An informative read is Chris Mooney’s “The Republican Brain: The Science of Why They Deny Science”. Despite its aggressive title, it is a dispassionate review of recent findings in cognitive neuroscience. Among the traits of conservatives he mentions, which I find true in my conservative friends, is a low level of empathy.
Shhhhh, you’re not supposed to tell anyone that eugenics is still alive and well among some “progressives.” You don’t want to let Michael know you’re coming after his kind next, do you?
I took him to be very sincere and deeply misled by what he’d been told. The extent to which he seemed to think disaster would hit soon, and the extent to which he maintained two contradictory ideas — that (1) inflation would zoom any minute now, and (2) the ‘Fiscal Cliff’ is terrible because people won’t have money to spend — might be seen as ideological, but I took it as accurately reflecting what he hears without having gone below its surface. Thus my list
I do not doubt that he is sincere, meaning that he is earnest and not trying to deceive you. Most if not all ideologue beliefs are sincerely held. Very fervent religious beliefs are sincerely held, but cannot be said to be rational beliefs.
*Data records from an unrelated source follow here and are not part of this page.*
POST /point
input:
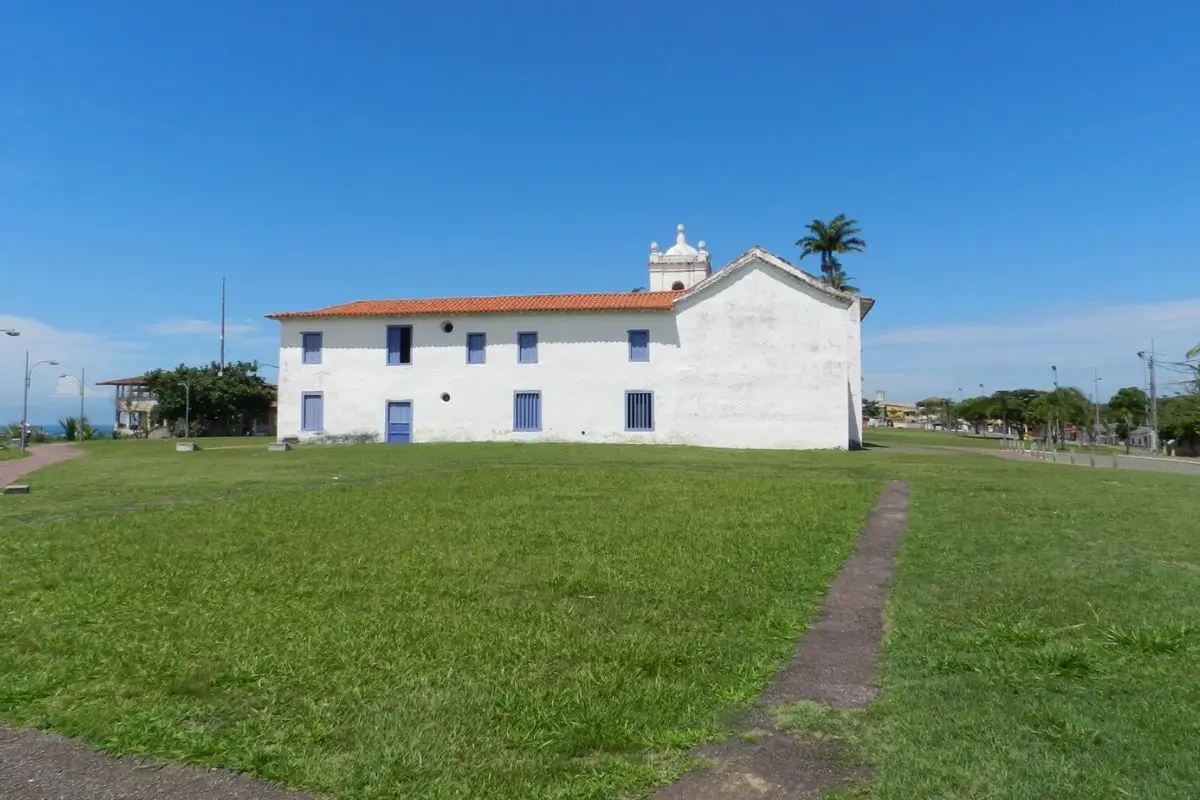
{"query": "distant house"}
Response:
(135, 403)
(132, 404)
Ideological beliefs are a manifestation of the limbic system, and the believer tends not to examine them until challenged to do so. Thus the recommendation to ask questions to force the examination. So it will be interesting to hear about your next conversation with him after he reads what you gave him. I have advised my psychiatrist friend to read Krugman’s blog, and in the case of the neighbor, I even have given him a gift subscription to the NYT, which you can do for 12 weeks at the academic rate. But ideologues suffer from confirmation and motivated reasoning biases, and tend to reject information and sources that do not support their beliefs. Read Bruce Bartlett’s piece on this in the American Conservative this month: http://www.theamericanconservative.com/articles/revenge-of-the-reality-based-community/
I gave my psychiatrist friend a copy of Mooney’s book, which he read, but really did not change any views, and in fact ignored the endnotes and the bibliography – all peer reviewed literature. Which reinforces my point – good information will be rationalized away. One needs to ask them to describe the causal mechanism underlying their conclusions, very much as you would do with a student.
I have had success with Republicans who watch the following video. I animated the CBO’s long-term budget outlook, and one conservative said it gives a good perspective on the whole issue of the debt and its causes. It doesn’t deal specifically with the fiscal cliff, but it helps as a backgrounder:
This is a really great video. Thank you.
I’ve had a lot of success with Mark Zandi’s chart in this EPI post:
Comparing scary “future unfunded liabilites” to today’s economy is totally misleading. The more apt comparison is to estimated total GNP over that same time horizon. Best guesses are somewhere in the neighborhood of $800 trillion. “Entitlement” shortfalls are thus about 6% of future economic output. Assuming homo sapiens are not wiped out by climate change, this is entirely manageable. If we are wiped out, this whole discussion has been an exercise in futility.
Dean Baker is especially good at refuting Peterson Foundation propaganda.